Striking lecturers and angry students are nothing new. In recent years, the Department of Education has become used to picket lines and placards, while doing little to meet the chorus of demands from the third-level sector.
So the news that staff in institutes of technology around the country will refuse to work an additional hour negotiated under recent national pay agreements will probably do little to faze the government. But it should.
Recent weeks have seen spurts of anger across campuses. We had Take Back Trinity, fuelled in part by years of frustration at commercialisation and cuts, while in Dublin City University, patience is running out among students and senior management at the profiteering of the private accommodation sector.
None of their demands are radical.

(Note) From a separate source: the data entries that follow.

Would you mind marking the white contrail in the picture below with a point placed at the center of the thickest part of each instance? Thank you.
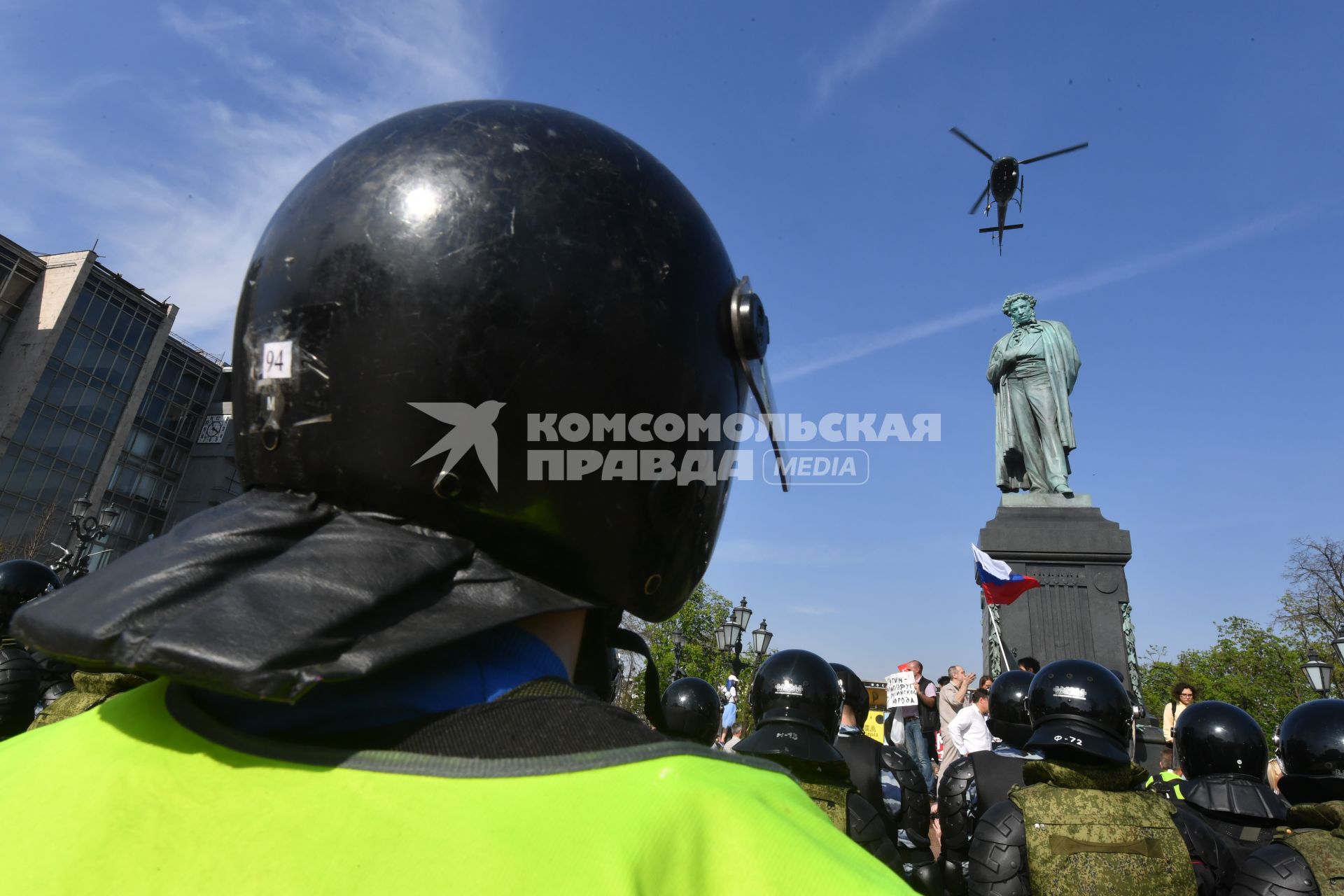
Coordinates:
(862, 344)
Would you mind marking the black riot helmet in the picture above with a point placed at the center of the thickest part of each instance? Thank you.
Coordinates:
(855, 692)
(1312, 751)
(1008, 718)
(1217, 738)
(22, 580)
(796, 701)
(486, 318)
(691, 711)
(1079, 710)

The lecturers in institutes of technology simply want a more sustainable workload, while students are demanding only an affordable education – hardly requests that will shake the foundation of the state.
Yet inaction and incompetence from the government have taken a toll on an already depleted morale. The government might point to the passage of the Technological Universities Bill as a legislative victory, but that hasn’t translated into goodwill or gratitude from the sector.
Instead, we can expect this kind of industrial action to become more common. Recent months in the UK have given us an indication of what an unhappy workforce looks like: lecturers walking out, classes cancelled and a pitched battle between staff and management that’s only been ended by an uneasy truce.
The public has been sold a vision of Irish higher education in recent years. It’s prestigious, international and vital for investment. We’ll be the best education system in the world, the Minister for Education, Richard Bruton, is fond of saying.
This industrial action isn’t just a crack in that facade. It’s another warning sign of what happens when a problem – higher education funding – is left unsolved. One would hope the government pays heed.